Prices Continue Lower to Close the Week
Weekly Cash Comments
Commentary for week ending September 18
This week the grains traded higher with soybeans gaining 10 1/2 cents, corn increasing 5 1/2 cents and wheat in Chicago increasing 3 1/2 cents. On Thursday, Federal Reserve Chairman, Janet Yellen, announced that interest rates will remain unchanged at 0-0.25 percent which seemed to have little impact on the grains immediately following the announcement. Janet Yellen emphasized that our economy was improving and the labor market was improving but that uncertainties abroad lowered their inflation outlook. It seems that interest rates will remain low at least for the time being which should pressure the U.S. Dollar.

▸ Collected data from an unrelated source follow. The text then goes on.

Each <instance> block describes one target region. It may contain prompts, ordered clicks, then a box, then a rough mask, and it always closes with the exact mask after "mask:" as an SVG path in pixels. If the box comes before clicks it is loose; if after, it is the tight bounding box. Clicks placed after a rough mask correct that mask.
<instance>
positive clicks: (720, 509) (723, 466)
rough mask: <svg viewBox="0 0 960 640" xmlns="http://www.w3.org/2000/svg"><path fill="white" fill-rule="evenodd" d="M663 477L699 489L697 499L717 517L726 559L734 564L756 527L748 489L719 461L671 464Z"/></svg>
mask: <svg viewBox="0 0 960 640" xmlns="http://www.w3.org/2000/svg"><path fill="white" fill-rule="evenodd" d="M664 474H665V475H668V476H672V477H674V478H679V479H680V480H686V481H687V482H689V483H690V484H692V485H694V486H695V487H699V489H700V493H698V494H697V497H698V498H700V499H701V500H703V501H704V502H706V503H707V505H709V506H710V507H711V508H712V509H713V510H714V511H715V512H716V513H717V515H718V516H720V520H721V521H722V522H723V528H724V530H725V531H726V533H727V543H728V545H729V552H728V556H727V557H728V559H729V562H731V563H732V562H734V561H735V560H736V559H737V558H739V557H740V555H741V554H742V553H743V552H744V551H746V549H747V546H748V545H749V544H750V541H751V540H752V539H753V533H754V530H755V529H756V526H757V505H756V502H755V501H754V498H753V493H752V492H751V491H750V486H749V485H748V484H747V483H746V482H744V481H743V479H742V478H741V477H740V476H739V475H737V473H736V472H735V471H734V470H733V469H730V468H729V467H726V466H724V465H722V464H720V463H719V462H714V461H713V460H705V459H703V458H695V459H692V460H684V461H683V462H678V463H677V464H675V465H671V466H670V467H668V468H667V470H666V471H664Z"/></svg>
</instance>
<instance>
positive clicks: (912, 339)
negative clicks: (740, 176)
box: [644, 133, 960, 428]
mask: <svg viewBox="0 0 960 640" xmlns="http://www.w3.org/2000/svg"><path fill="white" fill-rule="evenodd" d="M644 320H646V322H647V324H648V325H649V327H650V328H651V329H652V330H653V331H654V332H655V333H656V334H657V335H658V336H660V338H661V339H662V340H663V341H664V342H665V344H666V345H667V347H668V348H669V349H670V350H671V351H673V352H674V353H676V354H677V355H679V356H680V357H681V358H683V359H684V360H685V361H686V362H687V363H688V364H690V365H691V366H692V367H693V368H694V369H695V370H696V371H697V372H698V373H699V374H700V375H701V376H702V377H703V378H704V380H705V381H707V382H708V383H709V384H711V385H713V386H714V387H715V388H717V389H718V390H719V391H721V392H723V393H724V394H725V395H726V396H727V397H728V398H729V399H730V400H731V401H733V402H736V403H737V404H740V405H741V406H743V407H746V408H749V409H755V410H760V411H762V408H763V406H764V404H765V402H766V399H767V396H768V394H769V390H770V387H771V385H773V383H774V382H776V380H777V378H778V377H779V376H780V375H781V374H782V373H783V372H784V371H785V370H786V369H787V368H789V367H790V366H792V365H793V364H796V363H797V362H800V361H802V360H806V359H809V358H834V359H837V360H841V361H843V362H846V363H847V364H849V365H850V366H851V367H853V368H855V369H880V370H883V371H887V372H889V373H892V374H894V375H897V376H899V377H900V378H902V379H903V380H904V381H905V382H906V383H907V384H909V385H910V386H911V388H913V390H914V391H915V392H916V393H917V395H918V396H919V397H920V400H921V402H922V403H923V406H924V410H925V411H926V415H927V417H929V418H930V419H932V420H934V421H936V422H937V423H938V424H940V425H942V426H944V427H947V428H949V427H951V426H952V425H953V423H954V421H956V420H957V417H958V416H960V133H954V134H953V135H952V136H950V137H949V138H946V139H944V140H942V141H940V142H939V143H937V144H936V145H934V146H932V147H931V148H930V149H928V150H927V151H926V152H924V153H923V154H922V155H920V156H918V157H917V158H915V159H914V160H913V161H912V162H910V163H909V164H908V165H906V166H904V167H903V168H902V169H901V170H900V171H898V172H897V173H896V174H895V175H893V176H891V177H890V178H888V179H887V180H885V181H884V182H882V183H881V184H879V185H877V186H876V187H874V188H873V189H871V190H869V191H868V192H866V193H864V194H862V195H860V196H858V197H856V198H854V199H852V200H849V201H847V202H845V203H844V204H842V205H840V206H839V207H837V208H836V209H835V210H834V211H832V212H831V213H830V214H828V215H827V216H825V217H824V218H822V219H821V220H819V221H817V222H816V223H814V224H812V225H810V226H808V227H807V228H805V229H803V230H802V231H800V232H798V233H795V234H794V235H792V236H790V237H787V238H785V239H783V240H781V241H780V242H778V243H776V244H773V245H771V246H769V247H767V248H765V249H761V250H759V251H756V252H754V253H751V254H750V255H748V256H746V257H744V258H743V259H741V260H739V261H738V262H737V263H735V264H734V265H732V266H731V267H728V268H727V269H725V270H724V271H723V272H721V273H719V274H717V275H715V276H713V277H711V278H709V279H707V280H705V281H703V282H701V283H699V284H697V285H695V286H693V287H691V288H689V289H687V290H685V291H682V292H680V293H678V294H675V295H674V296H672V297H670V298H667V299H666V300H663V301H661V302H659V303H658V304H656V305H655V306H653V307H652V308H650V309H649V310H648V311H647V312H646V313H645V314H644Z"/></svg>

Grains found strength on Monday on concerns about Brazil's crop which saw two consecutive frosts over the weekend. Parts of the southern state of Rio Grande do Sul saw deep frost Friday night and more freezing temperatures on Saturday night, said Pedro Aguiar, of Cotrisa cooperative in northeastern Rio Grande do Sul. The market also benefited from a better than expected wheat export inspection report on Monday which showed 647,000 MT versus trade expectations of 325,000 to 475,000 MT. Soybeans also came in better than expected at 370,000 MT versus trade estimates of only 150,000 to 350,000 MT. Only corn failed to meet expectations with a sub-par week of 711,000 MT as compared to 775,000 to 950,000 MT expected.
After the close on Monday, USDA reported corn harvest at 5 percent complete across the US, lagging slightly the 5-year average of 9 percent at this time of year. The condition of the corn crop was unchanged with 68 percent of the crop rated as good-to-excellent. For soybeans there was a surprising dip in conditions with 61 percent of the crop good-to-excellent as compared to 63 percent last week.
On Tuesday, NOPA reported the August crush numbers at 135.304 million bushels compared to the average analyst guess of 135 million bushels. Although this crush number slipped lower from July's 145.227 million bushels it is still well over the four year moving average of 117.414 million bushels and the largest August crush since 2007. Soyoil stocks were reported at 1.480 billion pounds which is higher than 2014 soyoil stocks of 1.213 billion pounds. Soymeal exports were reported at 491,510 metric tons.
Export sales were in line with expectations this week for all the grains. Corn booked 533,000 metric tons within expectations which ranged from 400,000-600,000 metric tons. Soybeans also met expectations with 912,000 metric tons sold this week. Soybean sales were mostly made up of sales to China and unknown destinations. Wheat booked 377,500 metric tons which was up 30 percent from last week. Wheat sales were within the expectations which ranged from 275,000-450,000 metric tons.
Ethanol production increased week over week by 3,000 barrels per day to 961,000 barrels per day. This is a strong start to the new marketing year, already 34,000 barrels ahead of last year during the same time period. Ethanol stocks declined this week by 351,000 barrels to 18.29 million barrels.